Так он сопровождал Петра и его группу до самой Москвы и только там решил наконец, что ждать больше нечего.

За кулисами он быстро сцепил наручниками Петра и Никодимова. (Единственный на весь отдел комплект этих наручников был выдан ему завхозом отдела милиции под расписку и с большим нежеланием.) Машу он пока обвиняемому не показывал, но тут же устроил перекрестный допрос.

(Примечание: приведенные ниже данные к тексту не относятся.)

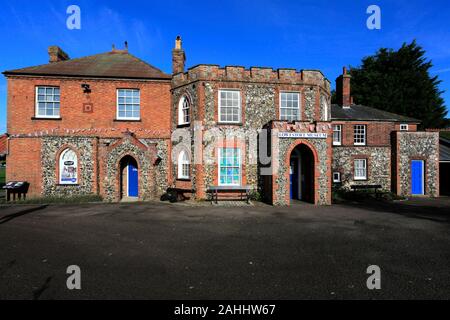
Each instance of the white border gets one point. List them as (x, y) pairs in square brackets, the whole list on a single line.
[(220, 106), (299, 104), (117, 105), (354, 170), (219, 153), (36, 107)]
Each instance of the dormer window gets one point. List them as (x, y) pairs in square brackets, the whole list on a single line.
[(184, 111)]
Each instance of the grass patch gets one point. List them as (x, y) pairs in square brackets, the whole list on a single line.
[(57, 200), (445, 134)]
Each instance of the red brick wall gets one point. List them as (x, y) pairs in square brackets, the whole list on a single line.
[(377, 133), (155, 106)]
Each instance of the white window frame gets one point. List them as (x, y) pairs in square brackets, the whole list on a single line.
[(364, 136), (184, 165), (338, 178), (181, 111), (359, 177), (219, 153), (337, 143), (117, 104), (36, 112), (287, 108), (239, 106), (62, 166)]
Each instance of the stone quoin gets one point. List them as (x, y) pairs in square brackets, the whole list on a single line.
[(115, 126)]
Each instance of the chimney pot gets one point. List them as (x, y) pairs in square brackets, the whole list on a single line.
[(343, 90), (56, 54), (178, 57)]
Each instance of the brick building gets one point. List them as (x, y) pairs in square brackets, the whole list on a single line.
[(113, 125)]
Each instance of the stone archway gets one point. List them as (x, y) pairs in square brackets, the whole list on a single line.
[(144, 157), (302, 174)]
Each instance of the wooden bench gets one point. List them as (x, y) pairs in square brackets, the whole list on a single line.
[(177, 194), (374, 187), (242, 190)]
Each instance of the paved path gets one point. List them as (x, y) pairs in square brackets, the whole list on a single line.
[(163, 251)]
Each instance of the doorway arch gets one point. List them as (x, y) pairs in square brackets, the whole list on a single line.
[(302, 174), (129, 178)]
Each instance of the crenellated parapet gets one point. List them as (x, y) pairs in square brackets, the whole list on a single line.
[(205, 72)]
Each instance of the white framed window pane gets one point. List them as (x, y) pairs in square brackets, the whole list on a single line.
[(47, 101), (289, 106), (128, 103), (68, 166), (359, 134), (229, 166), (229, 106), (360, 169)]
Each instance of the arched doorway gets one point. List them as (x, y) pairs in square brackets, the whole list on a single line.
[(129, 178), (301, 174)]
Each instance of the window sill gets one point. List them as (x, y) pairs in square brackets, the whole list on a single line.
[(127, 120), (45, 118), (229, 123)]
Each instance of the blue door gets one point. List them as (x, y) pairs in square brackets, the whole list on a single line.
[(417, 177), (133, 185), (294, 179)]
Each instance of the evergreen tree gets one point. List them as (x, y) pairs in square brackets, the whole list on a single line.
[(400, 82)]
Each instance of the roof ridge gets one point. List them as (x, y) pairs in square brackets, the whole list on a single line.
[(146, 63)]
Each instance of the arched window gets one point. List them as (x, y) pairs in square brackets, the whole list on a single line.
[(184, 111), (184, 165), (68, 167)]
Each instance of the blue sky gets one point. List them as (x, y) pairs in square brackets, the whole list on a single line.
[(313, 34)]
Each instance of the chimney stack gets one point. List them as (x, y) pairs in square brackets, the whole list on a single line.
[(178, 57), (343, 92), (56, 54)]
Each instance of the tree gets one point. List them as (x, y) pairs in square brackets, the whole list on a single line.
[(400, 82)]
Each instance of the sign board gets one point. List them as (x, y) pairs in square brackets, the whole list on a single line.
[(303, 135)]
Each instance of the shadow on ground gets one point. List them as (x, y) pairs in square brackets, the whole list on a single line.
[(13, 216), (436, 210)]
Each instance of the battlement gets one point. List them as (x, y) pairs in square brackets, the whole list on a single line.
[(254, 74)]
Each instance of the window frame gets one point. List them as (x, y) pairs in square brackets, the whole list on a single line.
[(360, 178), (365, 135), (181, 116), (118, 117), (335, 143), (181, 166), (299, 105), (239, 120), (219, 153), (61, 166), (338, 180), (36, 102)]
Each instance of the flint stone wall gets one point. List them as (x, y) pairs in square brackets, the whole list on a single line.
[(379, 165), (50, 149), (420, 146)]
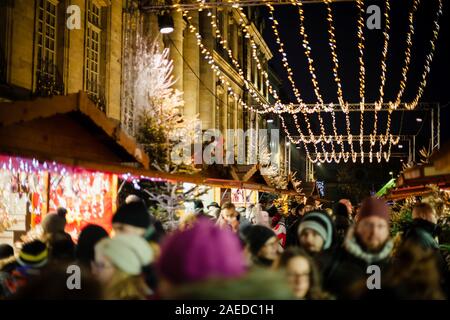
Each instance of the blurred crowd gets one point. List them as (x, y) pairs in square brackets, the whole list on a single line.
[(224, 252)]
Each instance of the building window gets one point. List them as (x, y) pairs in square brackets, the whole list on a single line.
[(48, 82), (92, 74)]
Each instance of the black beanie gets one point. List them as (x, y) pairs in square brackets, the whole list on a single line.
[(134, 214), (256, 236), (6, 251)]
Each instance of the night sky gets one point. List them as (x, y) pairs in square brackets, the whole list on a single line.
[(345, 19)]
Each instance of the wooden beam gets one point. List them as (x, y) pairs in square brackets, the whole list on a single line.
[(22, 111)]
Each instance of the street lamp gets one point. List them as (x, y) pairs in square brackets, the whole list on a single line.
[(165, 23)]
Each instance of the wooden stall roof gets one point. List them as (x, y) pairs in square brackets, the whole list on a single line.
[(68, 129)]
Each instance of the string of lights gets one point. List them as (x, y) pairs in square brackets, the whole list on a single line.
[(428, 59), (379, 105), (409, 44), (307, 47), (337, 80), (294, 87), (362, 75)]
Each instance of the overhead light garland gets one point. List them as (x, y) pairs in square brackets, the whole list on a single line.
[(294, 87), (409, 44)]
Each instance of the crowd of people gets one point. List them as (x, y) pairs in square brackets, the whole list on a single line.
[(224, 252)]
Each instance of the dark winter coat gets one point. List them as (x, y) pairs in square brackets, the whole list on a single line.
[(423, 233), (346, 267)]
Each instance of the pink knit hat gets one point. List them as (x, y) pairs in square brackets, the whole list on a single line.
[(201, 252)]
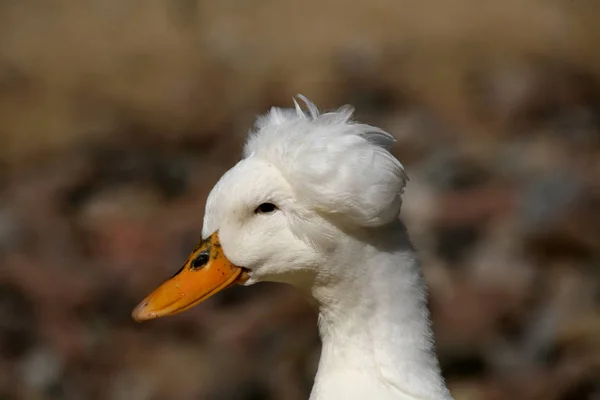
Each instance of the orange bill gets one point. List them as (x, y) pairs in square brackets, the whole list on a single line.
[(206, 272)]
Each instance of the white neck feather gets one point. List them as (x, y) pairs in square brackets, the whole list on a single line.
[(374, 322)]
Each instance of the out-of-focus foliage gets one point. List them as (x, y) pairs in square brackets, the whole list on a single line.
[(117, 117)]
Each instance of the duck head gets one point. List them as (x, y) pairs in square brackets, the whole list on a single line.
[(280, 213)]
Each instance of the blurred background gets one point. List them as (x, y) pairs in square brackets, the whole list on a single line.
[(117, 118)]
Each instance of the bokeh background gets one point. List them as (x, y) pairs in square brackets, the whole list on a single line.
[(118, 116)]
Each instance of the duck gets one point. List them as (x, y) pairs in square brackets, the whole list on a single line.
[(315, 202)]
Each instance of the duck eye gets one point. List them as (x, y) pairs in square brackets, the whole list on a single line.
[(265, 208), (200, 261)]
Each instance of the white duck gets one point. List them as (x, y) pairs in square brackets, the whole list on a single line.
[(315, 203)]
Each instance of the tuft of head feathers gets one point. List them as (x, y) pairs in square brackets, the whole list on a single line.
[(336, 166)]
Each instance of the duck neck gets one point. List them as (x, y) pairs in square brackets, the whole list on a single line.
[(374, 323)]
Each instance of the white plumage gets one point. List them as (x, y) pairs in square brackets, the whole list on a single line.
[(336, 235), (315, 203)]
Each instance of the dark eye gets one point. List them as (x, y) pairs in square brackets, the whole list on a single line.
[(265, 208), (200, 261)]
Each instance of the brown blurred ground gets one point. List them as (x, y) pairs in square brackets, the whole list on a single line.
[(117, 117)]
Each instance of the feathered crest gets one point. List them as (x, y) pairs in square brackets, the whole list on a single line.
[(336, 165)]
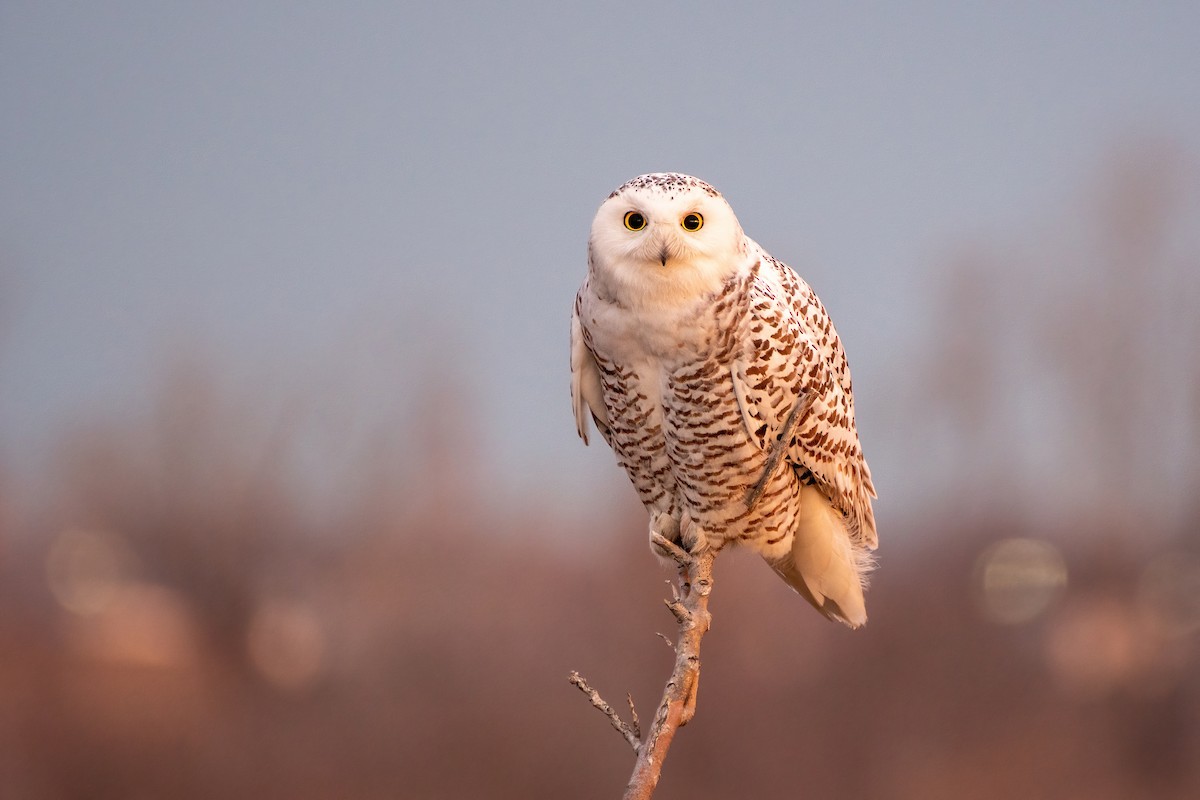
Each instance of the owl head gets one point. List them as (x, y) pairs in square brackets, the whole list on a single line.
[(665, 238)]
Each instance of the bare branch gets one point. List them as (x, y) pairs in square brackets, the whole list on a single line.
[(689, 605), (678, 703), (631, 733)]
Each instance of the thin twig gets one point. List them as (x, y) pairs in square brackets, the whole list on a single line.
[(689, 605), (678, 703), (631, 733)]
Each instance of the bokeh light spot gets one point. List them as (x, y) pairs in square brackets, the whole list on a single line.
[(1169, 589), (1019, 578), (85, 569), (287, 644)]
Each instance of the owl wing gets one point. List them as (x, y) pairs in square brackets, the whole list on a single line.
[(587, 396), (792, 365)]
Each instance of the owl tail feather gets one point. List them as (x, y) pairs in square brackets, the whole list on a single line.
[(823, 566)]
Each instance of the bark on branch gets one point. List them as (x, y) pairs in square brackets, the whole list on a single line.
[(689, 606)]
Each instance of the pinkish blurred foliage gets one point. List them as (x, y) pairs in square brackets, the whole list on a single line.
[(175, 621)]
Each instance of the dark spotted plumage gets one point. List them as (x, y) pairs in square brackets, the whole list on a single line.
[(695, 352)]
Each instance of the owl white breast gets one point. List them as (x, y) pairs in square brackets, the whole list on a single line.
[(717, 378)]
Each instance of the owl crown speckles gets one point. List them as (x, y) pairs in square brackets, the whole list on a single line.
[(670, 182), (717, 378)]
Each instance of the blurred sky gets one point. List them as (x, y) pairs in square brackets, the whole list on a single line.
[(369, 196)]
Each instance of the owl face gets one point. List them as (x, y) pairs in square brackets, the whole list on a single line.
[(665, 236)]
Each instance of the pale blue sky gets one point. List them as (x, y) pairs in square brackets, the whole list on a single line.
[(315, 192)]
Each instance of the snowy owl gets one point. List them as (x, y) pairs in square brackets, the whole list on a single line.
[(717, 378)]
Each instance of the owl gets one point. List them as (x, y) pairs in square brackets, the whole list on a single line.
[(717, 378)]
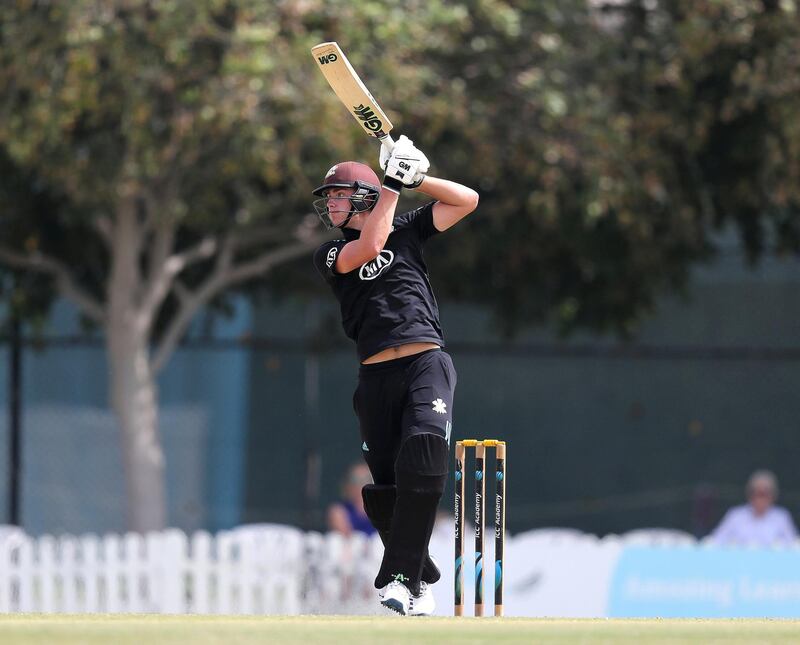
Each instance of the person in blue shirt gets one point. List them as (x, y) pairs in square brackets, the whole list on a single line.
[(347, 516), (760, 522)]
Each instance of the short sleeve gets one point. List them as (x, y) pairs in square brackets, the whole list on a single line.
[(325, 258), (420, 219)]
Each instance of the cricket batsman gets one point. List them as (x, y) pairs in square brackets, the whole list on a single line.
[(404, 397)]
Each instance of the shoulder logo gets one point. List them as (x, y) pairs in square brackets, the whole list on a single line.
[(331, 257), (373, 268)]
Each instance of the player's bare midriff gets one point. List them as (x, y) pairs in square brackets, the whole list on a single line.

Никодимов весьма четко отвечал, что не понимает сути задержания. Предъявил членские билеты Союза журналистов и Союза театральных деятелей, диплом об окончании ВГИКа по сценарному отделению, удостоверение нештатного сотрудника ГАИ г. Сарайска, паспорта – обычного образца и международный, справку о том, что он является обладателем значка «Заслуженный донор», – и сам значок показал тут же, почетную грамоту ВЦСПС за организацию массовых торжеств в ознаменование 400-летия г. Сарайска и еще множество документов, которые оказались при нем в объемистом бумажнике. И сказал, что данный гражданин Петр Иванов, показав ему, Никодимову, свидетельство о своей квалификации, попросил организовать гастроли; Никодимов организовал, сдавая почти всю выручку, между прочим, в Фонд мира, Фонд защиты материнства и Фонд культуры, о чем есть справки, которые он может продемонстрировать в любое время.